3. Appare chiara, a questo punto, l’importanza della definizione dell’indennizzo per gli uscenti a cui carico, peraltro, si può imporre di abbattere, a loro spese, le opere non amovibili autorizzate e da loro realizzate. Ed è questa la maggiore criticità del decreto legge in esame, in quanto si prevede per questo una procedura lunga e complicata in cui intervengono anche professionisti privati scelti dai Comuni, rinviando peraltro la determinazione delle modalità di calcolo a un successivo decreto attuativo, che il Ministero delle Infrastrutture dovrebbe (il condizionale è d’obbligo) emanare entro il 31 marzo del prossimo anno; bloccando, di fatto, nel frattempo qualsiasi iniziativa innovativa dei Comuni.

Insomma, appare già evidente che, in questo modo, pur accettando formalmente di rinnovare, l’attuale governo sta ponendo tutte le premesse per mantenere ancora a lungo la situazione attuale e per favorire, quando e se ci sarà la sostituzione, il subentro di grandi capitali.

Lascia, quindi, stupefatti il giudizio della portavoce della Commissione europea, Johanna Bernsel, la quale ha invece dichiarato alla stampa che accoglie «con grande favore» il decreto legge sopra sommariamente illustrato.
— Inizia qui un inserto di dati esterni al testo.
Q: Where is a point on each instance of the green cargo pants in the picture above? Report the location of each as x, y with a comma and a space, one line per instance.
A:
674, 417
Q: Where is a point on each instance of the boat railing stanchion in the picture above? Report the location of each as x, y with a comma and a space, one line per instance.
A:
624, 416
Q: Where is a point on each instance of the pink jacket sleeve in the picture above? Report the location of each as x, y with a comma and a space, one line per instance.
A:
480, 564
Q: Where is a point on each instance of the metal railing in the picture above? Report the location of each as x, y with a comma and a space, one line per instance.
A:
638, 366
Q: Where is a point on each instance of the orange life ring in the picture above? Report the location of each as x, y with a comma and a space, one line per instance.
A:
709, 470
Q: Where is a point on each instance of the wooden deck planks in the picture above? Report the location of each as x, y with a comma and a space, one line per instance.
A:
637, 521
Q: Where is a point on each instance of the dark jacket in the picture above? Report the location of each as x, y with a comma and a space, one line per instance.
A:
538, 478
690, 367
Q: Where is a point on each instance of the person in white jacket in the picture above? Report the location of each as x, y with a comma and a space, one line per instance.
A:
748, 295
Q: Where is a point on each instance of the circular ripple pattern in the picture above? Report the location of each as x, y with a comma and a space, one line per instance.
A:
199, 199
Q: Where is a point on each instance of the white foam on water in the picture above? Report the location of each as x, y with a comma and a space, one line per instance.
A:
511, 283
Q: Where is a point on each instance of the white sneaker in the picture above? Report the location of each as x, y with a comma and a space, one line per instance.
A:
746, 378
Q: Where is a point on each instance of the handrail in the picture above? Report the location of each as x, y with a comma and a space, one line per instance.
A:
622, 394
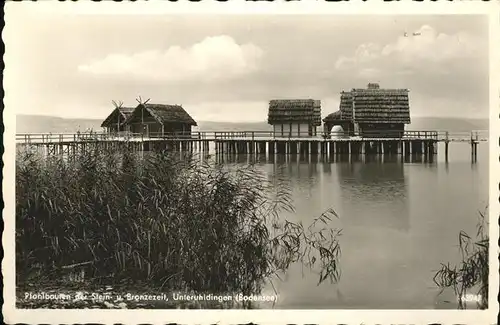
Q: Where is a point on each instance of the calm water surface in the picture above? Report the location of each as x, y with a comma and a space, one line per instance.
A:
399, 222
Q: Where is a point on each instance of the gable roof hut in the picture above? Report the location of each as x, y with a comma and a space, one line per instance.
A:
294, 116
115, 121
371, 109
380, 106
160, 119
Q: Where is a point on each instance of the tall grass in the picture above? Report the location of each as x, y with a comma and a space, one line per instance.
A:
473, 270
170, 222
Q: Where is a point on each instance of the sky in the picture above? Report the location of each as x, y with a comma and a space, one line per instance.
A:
228, 67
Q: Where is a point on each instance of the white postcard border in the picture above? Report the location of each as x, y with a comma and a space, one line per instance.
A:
13, 315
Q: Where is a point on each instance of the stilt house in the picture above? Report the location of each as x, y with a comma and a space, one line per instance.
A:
158, 120
294, 117
115, 122
372, 112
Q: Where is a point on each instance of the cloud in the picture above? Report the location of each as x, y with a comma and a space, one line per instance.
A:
214, 58
427, 46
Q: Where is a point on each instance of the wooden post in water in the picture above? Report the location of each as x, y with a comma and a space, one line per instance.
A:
446, 144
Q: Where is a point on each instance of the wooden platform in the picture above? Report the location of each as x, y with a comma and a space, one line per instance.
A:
255, 142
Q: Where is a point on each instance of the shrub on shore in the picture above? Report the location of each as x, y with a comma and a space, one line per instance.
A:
473, 269
168, 222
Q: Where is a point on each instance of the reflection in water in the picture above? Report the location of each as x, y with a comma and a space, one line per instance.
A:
377, 193
397, 221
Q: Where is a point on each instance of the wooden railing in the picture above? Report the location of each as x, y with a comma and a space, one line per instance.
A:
474, 136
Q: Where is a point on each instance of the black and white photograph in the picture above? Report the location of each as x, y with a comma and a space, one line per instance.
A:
250, 162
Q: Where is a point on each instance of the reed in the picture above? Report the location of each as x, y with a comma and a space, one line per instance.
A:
471, 274
168, 222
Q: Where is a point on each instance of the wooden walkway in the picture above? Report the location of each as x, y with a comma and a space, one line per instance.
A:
256, 142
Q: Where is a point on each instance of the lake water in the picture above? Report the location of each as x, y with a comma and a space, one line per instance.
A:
399, 221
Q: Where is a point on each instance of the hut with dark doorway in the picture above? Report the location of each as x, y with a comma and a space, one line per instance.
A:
294, 117
342, 117
115, 122
159, 120
372, 112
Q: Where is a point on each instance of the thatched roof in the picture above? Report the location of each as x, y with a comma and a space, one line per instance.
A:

Anche se, fortunatamente, ha aggiunto che la procedura di infrazione contro il nostro paese sarà chiusa solo quando «le ultime norme italiane per le concessioni saranno pienamente in linea con il diritto dell’Ue» con il rispetto della scadenza del 2027.

 


 
[1] Per approfondimenti, cfr. Timo, L’incostituzionalità delle proroghe legali delle concessioni balneari per violazione della “direttiva servizi” (nota a Corte cost. n. 109/2024), in Giustizia insieme, 18 settembre 2024.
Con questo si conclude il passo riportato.